In a response to an Engineering News Online question posed at a briefing held following the release of the Department of Trade and Industry’s (DTI’s) 2013/14 annual report to Parliament, Davies indicated that the project would initially seek to produce three-million tons a year.
Earlier in the week, Hebei and the IDC signed a memorandum of understanding outlining the Chinese steel group’s intention to take a 51% stake in the steel mill, which could begin production by late 2017. Construction on the project was scheduled to begin in 2015.
The expectation was for the plant, which would also be part financed by the China-Africa Development Fund, to produce five-million tons of mostly construction steel by 2019.
Hebei already owned iron-ore and copper mining assets in South Africa, having participated in a consortium established to buy Rio Tinto’s 57.7% interest in Palabora Mining Company for $373-million.
For its part, the IDC, which was also part of that consortium, was keen to add value to the large stockpile of iron-bearing magnetite material on surface at the Palabora mine.
The development finance institution already owned 33% of Iron Mineral Beneficiation Services (IMBS), which was planning to process the material into a scrap-replacement material for use by steelmakers.
IMBS is developing the Masonini Iron Beneficiation plant, in Phalaborwa, to initially produce 50 000 t/y of low-cost metallic iron in granulate form, which could be used in electric steelmaking. It was not immediately clear whether this feedstock would be used in the proposed Hebei plant.
Davies said the magnetite dumps could yield smaller-scale steel plants, but that such mills would be supportive of government’s ambition to increase competition in the South African iron and steel sector – rivalry that the DTI hoped would also help lower domestic prices.

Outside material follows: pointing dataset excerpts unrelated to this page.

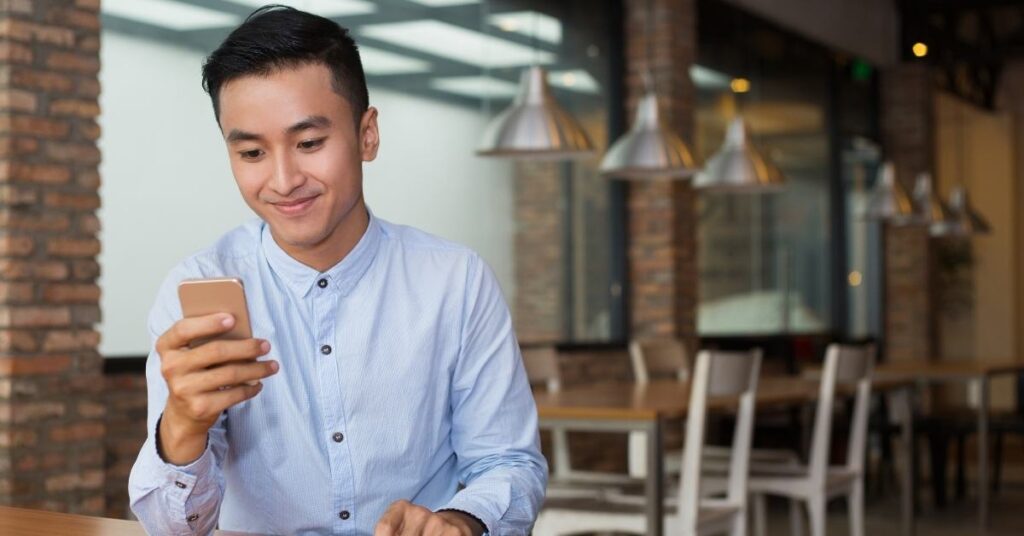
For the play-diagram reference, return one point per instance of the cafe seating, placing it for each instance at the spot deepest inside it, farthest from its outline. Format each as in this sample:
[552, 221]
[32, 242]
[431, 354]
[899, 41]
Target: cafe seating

Davies and Economic Development Minister Ebrahim Patel recently expressed unhappiness with the way steel prices were being set in the domestic market. The Ministers had also indicated that, while they were open to seeking a resolution with local producers, they might also seek redress through the Competition Act.
The DTI and South Africa’s largest steel producer ArcelorMittal South Africa (AMSA) had been at loggerheads over pricing for a number of years, with government still intent on extracting a ‘developmental price’ in return for a favourable iron-ore pricing arrangement reached at the time of the unbundling of Iscor into separate mining and steel companies in 2001.
AMSA CEO Paul O’Flaherty said the company had noted recent developments in the steel industry, including the shareholder change at Evraz Highveld Steel & Vanadium, and news of a possible new steel investment.
“We will continue to watch these developments with interest. However, as we have said previously, our immediate focus is to completely turn our performance around by producing to capacity at the lowest possible cost and ensuring we satisfy our customers’ demands as regards quality and on time delivery,” O’Flaherty said.
The Wall Street Journal reported that China, which is home to 43% of the world's steel production, was pushing steelmakers to consolidate and that Hebei had come under pressure for “contributing to excessive industrial capacity and environmental pollution”.
“Locating steel plants overseas would conform with the government's encouragement for State-owned companies to venture more aggressively abroad, which includes Chinese moves in recent years to cultivate a strategic relationship with African nations,” the newspaper wrote.